Human-AI Collaboration

Link post

We’ve just released our paper on human-AI collaboration. The paper makes a straightforward-to-me point that self-play training is not going to work as well with humans in collaborative settings as in competitive settings. Basically, humans cause a distributional shift for the self-play agent. However, in the competitive case, the self-play agent should move towards the minimax policy, which has the nice property of guaranteeing a certain level of reward regardless of the opponent. The collaborative case has no such guarantee, and the distribution shift can tank the team performance. We demonstrated this empirically on a simplified version of the couch coop game Overcooked (which is amazing, I’ve played through both Overcooked games with friends).

As with a previous post, the rest of this post assumes that you’ve already read the blog post. I’ll speculate about how the general area of human-AI collaboration is relevant for AI alignment. Think of these as rationalizations of the research after the fact.

It’s necessary for assistance games

Assistance games (formerly called CIRL games) involve a human and an agent working together to optimize a shared objective that only the human knows. I think the general framework makes a lot of sense. Unfortunately, assistance games are extremely intractable to solve. If you try to scale up assistance games as a whole, the resulting environment is not very strategically complex, because it’s hard to do preference learning and coordination simultaneously with deep RL. This suggests trying to make progress on subproblems within assistance games.

Usually, when people talk about making progress on “the CIRL agenda”, they are talking about the preference learning aspect of an assistance game. We typically simplify to a single-agent setting and do preference learning, as in learning from comparisons or demonstrations. However, a useful agent will also need to properly coordinate with the human in order to be efficient. This suggests work on human-AI collaboration. We can work on this problem independently of preference learning simply by assuming that the agent knows the true reward function. This is exactly the setting that we study.

In general, I expect that if one hopes to take an assistance-game-like approach to AI alignment, work on human-AI collaboration will be necessary. The main uncertainty is whether assistance games are the right approach. Under a learning-based model of AI development, I think it is reasonably likely that the assistance game paradigm will be useful, without solving all problems (in particular, it may not solve inner alignment).

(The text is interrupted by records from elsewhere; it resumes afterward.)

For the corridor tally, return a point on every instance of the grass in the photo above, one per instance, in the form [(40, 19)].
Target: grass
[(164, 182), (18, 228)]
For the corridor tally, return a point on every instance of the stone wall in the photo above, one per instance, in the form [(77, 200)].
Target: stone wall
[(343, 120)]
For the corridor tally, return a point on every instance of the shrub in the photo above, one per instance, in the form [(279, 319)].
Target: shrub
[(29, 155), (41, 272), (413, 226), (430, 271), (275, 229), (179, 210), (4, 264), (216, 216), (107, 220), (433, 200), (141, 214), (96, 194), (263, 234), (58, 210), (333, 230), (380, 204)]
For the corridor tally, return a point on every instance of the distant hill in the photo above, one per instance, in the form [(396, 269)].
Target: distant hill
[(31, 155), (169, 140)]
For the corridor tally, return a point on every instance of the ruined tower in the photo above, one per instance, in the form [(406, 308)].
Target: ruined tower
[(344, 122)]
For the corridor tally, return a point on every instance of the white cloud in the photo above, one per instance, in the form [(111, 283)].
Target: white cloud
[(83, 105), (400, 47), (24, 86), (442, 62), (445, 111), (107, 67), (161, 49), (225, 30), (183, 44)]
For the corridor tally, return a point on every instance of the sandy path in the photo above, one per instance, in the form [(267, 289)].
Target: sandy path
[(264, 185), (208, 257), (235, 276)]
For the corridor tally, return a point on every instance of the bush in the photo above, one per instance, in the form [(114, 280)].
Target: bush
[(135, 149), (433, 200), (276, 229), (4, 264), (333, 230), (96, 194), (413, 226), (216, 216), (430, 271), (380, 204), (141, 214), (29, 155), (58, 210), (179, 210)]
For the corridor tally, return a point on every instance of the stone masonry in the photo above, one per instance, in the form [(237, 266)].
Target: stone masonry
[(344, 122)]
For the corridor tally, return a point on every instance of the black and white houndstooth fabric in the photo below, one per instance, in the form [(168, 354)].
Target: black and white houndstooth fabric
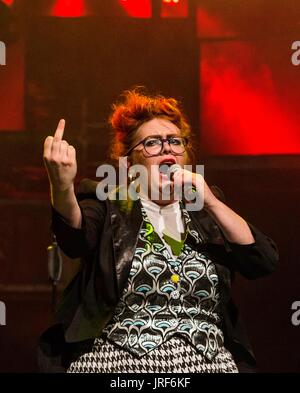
[(173, 356)]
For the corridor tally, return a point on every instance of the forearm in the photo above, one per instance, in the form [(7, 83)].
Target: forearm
[(233, 226), (65, 203)]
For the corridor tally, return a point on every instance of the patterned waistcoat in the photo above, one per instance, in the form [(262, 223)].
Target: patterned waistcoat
[(154, 306)]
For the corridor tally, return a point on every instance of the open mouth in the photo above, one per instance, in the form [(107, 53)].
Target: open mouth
[(165, 165)]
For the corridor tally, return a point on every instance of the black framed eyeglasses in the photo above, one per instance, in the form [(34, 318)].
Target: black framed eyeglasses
[(153, 145)]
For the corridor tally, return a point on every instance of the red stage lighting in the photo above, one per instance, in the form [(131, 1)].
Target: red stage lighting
[(137, 8), (69, 9), (174, 9), (8, 2)]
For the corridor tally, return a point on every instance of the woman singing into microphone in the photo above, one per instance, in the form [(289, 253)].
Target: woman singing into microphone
[(153, 290)]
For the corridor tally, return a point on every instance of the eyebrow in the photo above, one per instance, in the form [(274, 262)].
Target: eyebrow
[(159, 136)]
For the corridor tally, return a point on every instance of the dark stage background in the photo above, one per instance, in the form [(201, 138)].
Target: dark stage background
[(229, 62)]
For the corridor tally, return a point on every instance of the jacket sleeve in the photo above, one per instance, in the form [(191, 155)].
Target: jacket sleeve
[(82, 242), (253, 260)]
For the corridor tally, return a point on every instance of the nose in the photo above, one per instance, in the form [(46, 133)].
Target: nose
[(166, 148)]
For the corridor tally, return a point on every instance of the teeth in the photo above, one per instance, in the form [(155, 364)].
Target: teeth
[(163, 168)]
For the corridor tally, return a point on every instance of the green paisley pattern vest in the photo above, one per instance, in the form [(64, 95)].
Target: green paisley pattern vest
[(154, 306)]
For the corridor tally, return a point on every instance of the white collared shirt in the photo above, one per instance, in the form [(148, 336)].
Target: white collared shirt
[(165, 219)]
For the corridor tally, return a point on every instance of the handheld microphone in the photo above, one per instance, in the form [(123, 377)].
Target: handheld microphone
[(169, 170)]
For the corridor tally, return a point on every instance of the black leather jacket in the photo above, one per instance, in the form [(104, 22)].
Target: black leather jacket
[(106, 244)]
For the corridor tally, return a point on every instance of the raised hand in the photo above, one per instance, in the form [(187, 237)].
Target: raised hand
[(60, 160)]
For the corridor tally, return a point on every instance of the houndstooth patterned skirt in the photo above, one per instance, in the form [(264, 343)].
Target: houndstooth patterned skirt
[(173, 356)]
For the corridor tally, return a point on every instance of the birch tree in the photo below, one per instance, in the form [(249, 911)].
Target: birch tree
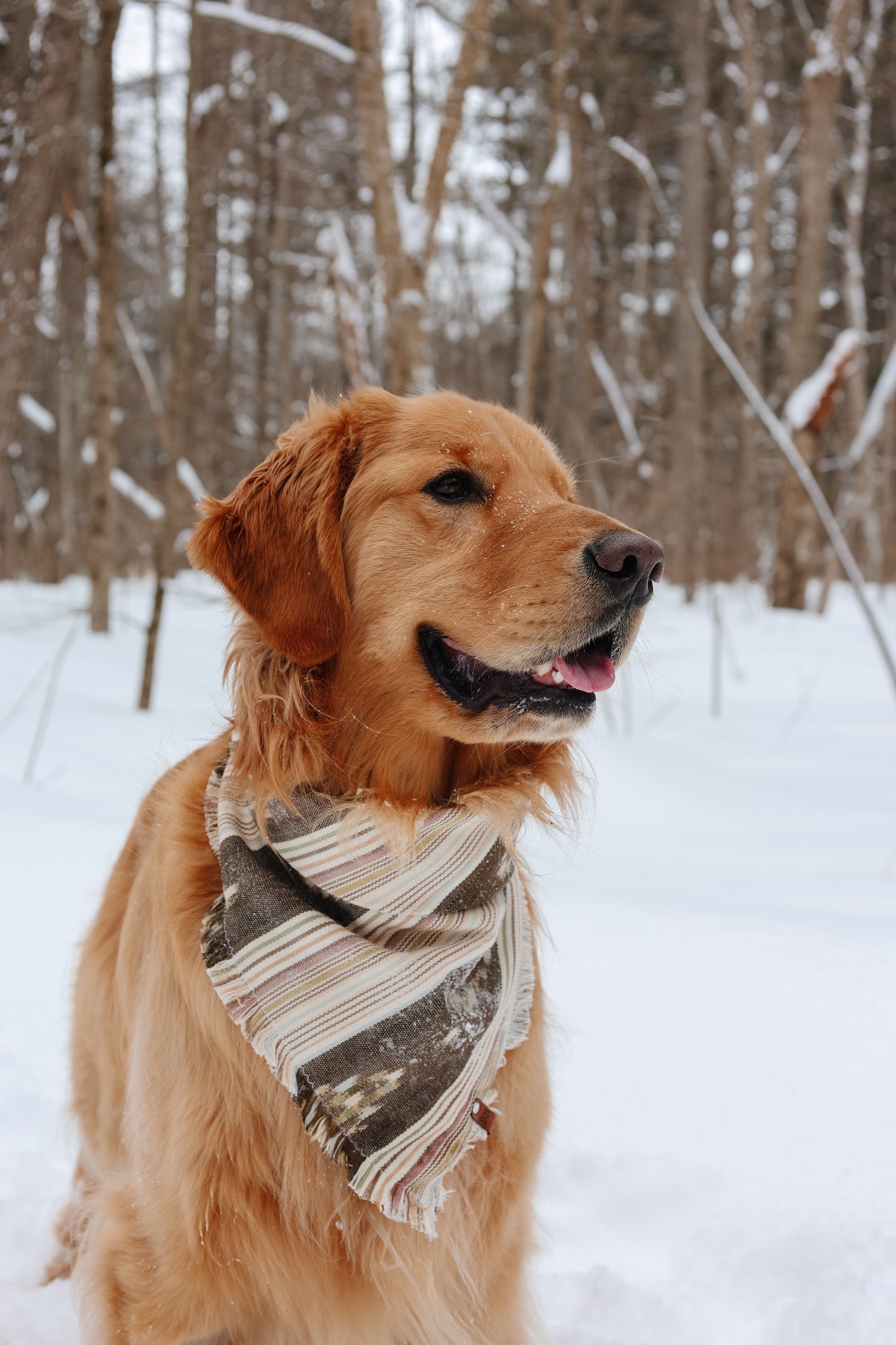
[(406, 228), (101, 556), (822, 76)]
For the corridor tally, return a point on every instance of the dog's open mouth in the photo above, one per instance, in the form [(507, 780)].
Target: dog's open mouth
[(562, 685)]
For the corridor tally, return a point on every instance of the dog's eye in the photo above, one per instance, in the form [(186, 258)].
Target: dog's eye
[(453, 487)]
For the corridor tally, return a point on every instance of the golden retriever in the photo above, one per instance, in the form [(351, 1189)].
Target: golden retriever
[(425, 618)]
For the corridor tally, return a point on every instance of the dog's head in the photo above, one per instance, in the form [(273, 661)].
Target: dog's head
[(430, 553)]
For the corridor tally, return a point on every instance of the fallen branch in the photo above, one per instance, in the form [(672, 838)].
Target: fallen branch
[(277, 29), (760, 405), (812, 403), (874, 418), (602, 369), (352, 330), (46, 709)]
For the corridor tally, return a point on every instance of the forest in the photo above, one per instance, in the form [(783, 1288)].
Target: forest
[(208, 212)]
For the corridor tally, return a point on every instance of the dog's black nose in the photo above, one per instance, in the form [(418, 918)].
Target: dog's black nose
[(629, 564)]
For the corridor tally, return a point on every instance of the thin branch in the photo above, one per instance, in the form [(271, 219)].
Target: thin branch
[(277, 29), (761, 406), (46, 709), (874, 418), (617, 400), (463, 76), (495, 215)]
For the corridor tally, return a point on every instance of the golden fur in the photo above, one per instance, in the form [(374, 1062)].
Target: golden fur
[(202, 1211)]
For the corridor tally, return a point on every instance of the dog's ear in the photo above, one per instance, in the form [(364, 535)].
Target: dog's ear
[(276, 541)]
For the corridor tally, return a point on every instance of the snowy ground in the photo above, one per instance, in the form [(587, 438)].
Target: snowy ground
[(723, 1164)]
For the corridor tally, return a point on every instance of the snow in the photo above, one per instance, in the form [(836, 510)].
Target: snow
[(128, 487), (742, 262), (559, 171), (46, 327), (190, 479), (722, 962), (874, 418), (38, 414), (277, 29), (608, 377), (806, 400)]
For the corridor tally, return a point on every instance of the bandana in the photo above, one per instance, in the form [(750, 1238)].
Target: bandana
[(382, 989)]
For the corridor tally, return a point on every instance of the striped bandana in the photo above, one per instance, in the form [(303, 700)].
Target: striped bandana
[(382, 990)]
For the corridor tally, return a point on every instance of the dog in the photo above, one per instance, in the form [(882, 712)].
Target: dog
[(425, 615)]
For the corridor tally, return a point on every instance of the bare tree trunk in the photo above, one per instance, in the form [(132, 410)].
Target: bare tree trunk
[(405, 254), (860, 503), (536, 305), (755, 285), (41, 105), (822, 76), (174, 440), (688, 455), (283, 390), (101, 497)]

It seems important to figure out coordination

Regardless of whether we use assistance games, it’s probably worthwhile to figure out how an AI system should coordinate with another agent that is not like itself. I don’t have a concrete story here; it’s just a general broad intuition.

It leads to more human-AI research

On my model, the best reason for optimism is that researchers will try to build useful AI systems, they’ll run into problems, and then they’ll fix those problems. Under this model, a useful intervention to run is to discover the problems sooner. This isn’t completely clear, since maybe if you discover the problems sooner, the root causes aren’t as obvious, and you are less likely to fix the entire problem—but I think the main effect is in fact an increase in safety.

This would be my guess for how this research will most impact AI safety. We (by which I mean mostly Micah and somewhat me) spent a bunch of time cleaning up the code, making it easy for others to work with, creating nice figures, writing up a good blog post, etc. in an effort to have other ML researchers actually make progress on these issues. (However, I wouldn’t be too surprised if other researchers used the environment, but for a different purpose.)